The East Contra Costa Fire Protection District announced Thursday that they won an appeal which will result in a Discovery Bay resident being fined $26,325 for a large scale firework show.
According to the District, they were advised of an illegal fireworks show that had taken place the July 4, 2020 holiday in Discovery Bay California. An investigation pursued and revealed a large-scale show of a little over 500 fireworks had been fired the night of the 4th of July.
The District cited the resident $26,325.00.
Fire Marshal Steve Aubert stated, “With the District’s limited resources of only three stations available to respond to fires, our Prevention Division works to eliminate all potential fires within the District,” said Fire Marshal Steve Aubert.

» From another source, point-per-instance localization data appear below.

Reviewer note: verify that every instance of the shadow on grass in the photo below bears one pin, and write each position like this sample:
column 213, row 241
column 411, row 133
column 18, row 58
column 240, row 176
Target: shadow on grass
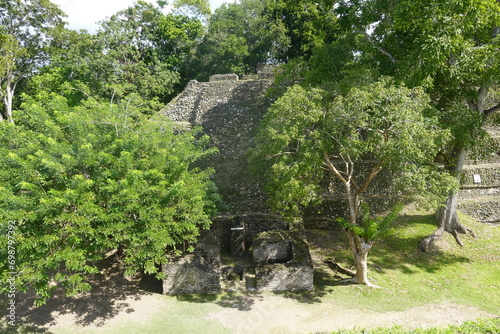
column 109, row 296
column 397, row 251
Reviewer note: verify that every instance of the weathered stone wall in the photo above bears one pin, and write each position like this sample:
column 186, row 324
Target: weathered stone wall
column 283, row 262
column 197, row 272
column 230, row 111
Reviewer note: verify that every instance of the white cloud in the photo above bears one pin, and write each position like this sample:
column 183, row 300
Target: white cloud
column 85, row 14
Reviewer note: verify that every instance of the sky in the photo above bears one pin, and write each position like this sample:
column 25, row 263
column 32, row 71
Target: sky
column 84, row 14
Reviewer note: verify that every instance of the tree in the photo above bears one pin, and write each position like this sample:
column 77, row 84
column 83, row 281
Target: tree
column 27, row 26
column 449, row 47
column 312, row 145
column 82, row 181
column 243, row 35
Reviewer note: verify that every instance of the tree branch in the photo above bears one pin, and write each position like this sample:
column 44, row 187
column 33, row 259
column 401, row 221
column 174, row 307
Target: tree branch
column 380, row 48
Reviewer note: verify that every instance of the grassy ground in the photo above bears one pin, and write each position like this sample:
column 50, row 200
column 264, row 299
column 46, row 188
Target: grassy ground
column 452, row 275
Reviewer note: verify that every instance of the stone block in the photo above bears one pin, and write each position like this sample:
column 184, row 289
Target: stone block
column 223, row 77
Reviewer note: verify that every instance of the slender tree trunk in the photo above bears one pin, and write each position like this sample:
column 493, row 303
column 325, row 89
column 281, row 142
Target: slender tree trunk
column 8, row 97
column 447, row 216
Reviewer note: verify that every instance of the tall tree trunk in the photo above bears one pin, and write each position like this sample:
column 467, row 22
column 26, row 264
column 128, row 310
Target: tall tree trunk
column 8, row 97
column 447, row 216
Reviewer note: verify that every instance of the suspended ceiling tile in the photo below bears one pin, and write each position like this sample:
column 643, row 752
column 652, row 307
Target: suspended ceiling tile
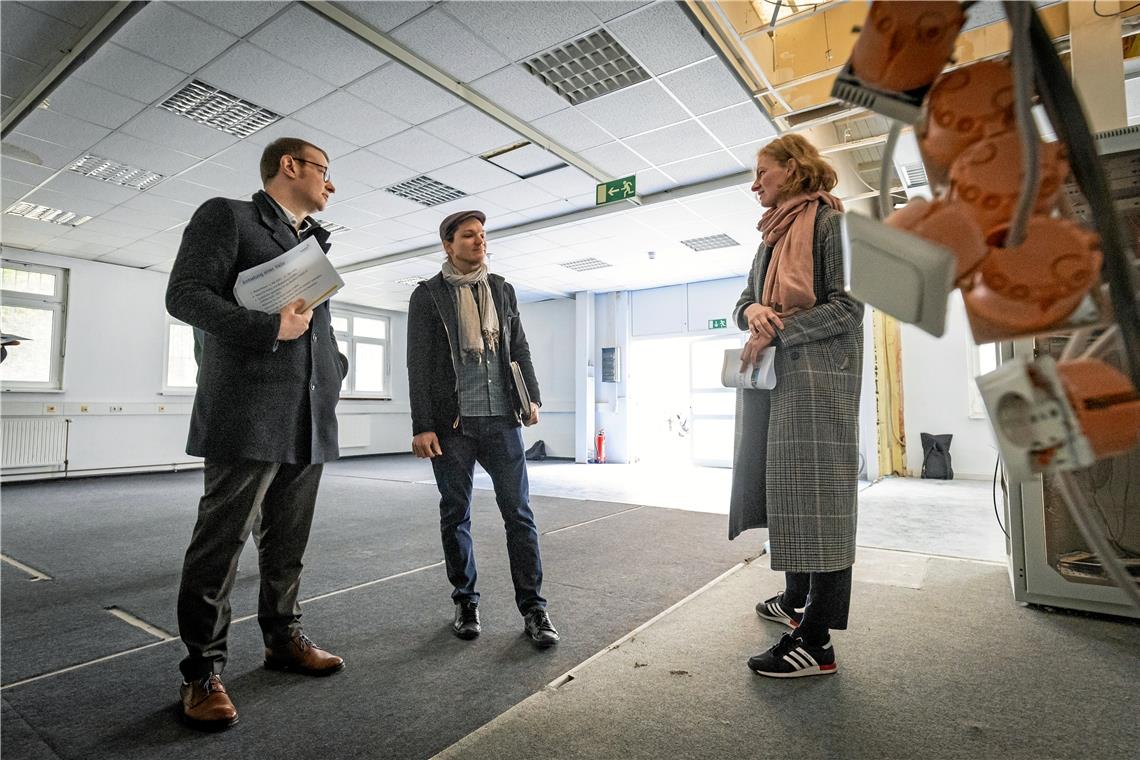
column 472, row 131
column 326, row 50
column 334, row 146
column 178, row 132
column 92, row 104
column 253, row 74
column 615, row 158
column 518, row 196
column 374, row 171
column 401, row 91
column 715, row 165
column 62, row 129
column 566, row 182
column 18, row 75
column 520, row 30
column 384, row 16
column 37, row 152
column 707, row 86
column 610, row 10
column 84, row 187
column 473, row 176
column 130, row 74
column 520, row 94
column 634, row 109
column 440, row 40
column 384, row 204
column 350, row 119
column 418, row 149
column 743, row 123
column 571, row 130
column 40, row 48
column 162, row 32
column 236, row 17
column 662, row 38
column 673, row 142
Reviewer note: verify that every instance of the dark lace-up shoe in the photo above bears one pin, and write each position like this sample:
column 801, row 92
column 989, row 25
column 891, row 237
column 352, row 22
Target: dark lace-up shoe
column 540, row 629
column 205, row 704
column 466, row 620
column 301, row 655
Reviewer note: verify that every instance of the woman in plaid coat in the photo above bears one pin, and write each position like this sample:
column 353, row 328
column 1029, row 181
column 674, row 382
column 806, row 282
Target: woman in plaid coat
column 796, row 462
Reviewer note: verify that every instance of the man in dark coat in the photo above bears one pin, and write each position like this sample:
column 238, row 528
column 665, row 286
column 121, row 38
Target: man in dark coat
column 263, row 419
column 463, row 335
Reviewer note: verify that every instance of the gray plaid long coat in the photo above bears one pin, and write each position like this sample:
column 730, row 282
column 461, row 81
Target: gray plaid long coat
column 796, row 459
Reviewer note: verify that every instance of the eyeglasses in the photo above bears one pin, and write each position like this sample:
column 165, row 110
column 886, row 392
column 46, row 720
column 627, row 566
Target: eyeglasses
column 323, row 168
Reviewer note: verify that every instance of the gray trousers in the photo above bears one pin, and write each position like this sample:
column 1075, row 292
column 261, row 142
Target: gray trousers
column 235, row 493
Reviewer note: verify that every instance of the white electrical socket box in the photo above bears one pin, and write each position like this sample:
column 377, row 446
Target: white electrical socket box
column 1033, row 421
column 897, row 272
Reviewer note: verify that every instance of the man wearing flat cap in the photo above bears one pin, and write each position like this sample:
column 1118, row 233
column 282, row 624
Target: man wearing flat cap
column 463, row 334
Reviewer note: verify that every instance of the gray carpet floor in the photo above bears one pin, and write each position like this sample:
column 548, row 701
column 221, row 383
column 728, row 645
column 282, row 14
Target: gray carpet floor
column 938, row 663
column 409, row 689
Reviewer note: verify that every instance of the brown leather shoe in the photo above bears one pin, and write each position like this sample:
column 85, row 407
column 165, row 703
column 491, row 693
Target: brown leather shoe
column 301, row 655
column 205, row 704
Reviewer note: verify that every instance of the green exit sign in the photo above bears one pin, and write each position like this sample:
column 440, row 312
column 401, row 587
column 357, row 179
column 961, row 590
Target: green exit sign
column 618, row 189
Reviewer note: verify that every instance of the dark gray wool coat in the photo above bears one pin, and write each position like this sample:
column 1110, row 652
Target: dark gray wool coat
column 258, row 398
column 796, row 462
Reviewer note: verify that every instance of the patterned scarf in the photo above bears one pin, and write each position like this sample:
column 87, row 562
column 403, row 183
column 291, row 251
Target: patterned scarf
column 789, row 231
column 479, row 328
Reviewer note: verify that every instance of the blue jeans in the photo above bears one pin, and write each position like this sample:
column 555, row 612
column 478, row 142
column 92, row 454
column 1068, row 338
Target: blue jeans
column 496, row 443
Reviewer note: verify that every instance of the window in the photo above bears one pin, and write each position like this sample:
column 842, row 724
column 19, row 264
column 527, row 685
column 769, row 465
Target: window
column 181, row 369
column 364, row 336
column 983, row 361
column 34, row 309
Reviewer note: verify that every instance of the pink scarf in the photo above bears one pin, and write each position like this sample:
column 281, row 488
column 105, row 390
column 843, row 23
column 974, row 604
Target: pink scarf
column 789, row 231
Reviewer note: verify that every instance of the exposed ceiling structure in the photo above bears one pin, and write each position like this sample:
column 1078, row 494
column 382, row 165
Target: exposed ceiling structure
column 425, row 108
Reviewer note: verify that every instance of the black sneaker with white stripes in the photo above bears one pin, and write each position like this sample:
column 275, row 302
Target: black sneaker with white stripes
column 791, row 658
column 774, row 610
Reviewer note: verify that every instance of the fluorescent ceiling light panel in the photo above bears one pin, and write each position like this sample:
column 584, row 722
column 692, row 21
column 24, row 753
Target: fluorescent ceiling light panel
column 227, row 113
column 710, row 243
column 585, row 264
column 114, row 172
column 46, row 214
column 425, row 190
column 587, row 67
column 524, row 160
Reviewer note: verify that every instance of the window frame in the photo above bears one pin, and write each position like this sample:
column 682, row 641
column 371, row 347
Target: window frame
column 350, row 312
column 55, row 303
column 167, row 387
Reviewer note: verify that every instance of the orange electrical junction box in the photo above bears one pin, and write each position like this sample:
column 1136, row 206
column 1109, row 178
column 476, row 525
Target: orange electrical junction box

President Brian Oftedal stated explained the District put out press releases and information discouraging fireworks.
“On June 25, 2020 the Fire District put out a press release urging everyone to avoid the temptation of putting yourself and your neighbors at risk and reminded the public that Contra Costa County is a firework free zone,” said Oftedal. “It is unfortunate that these warnings were blatantly ignored and that our community was placed at increased risk. I am hopeful that this incident will serve as an eye opener to our communities and discourages individuals from violating local and county ordinances in the future”.
All fireworks are illegal in Contra Costa County, and violators may be subject to criminal charges or citations if found to possess, manufacture, sell, use or discharge, or offer to do so, any fireworks (including “dangerous,” “safe and sane,” and other fireworks) as defined in or pursuant to Health and Safety Code Sections 12502 through 12504.
County To Update Fireworks Ordinance
Last night, the Discovery Bay P-6 Committee supported a potential updated Fireworks Ordinance that Supervisor Diane Burgis will be bringing to the Board of Supervisors next month. The ordinance would apply to the unincorporated areas, however, they anticipate many cities may follow suite and approve a similar ordinance.
What the draft ordinance currently states is it amends Chapter 44-2 of the County ordinance where it holds the property owner responsible for fireworks. The person who organizes, supervises, sponsors, conducts, allows, controls or controls access to, the possession, manufacture, sale, offer for sale, use, or discharge fireworks at a residence or private property.
Ultimately, it appears the ordinance will have a clause where law enforcement no longer needs to actively observe fireworks, but rather, any observer can report it and with evidence such as video, photography or investigation a citation can now be issued.
It’s anticipate this ordinance will go before the Board of Supervisors sometime in May.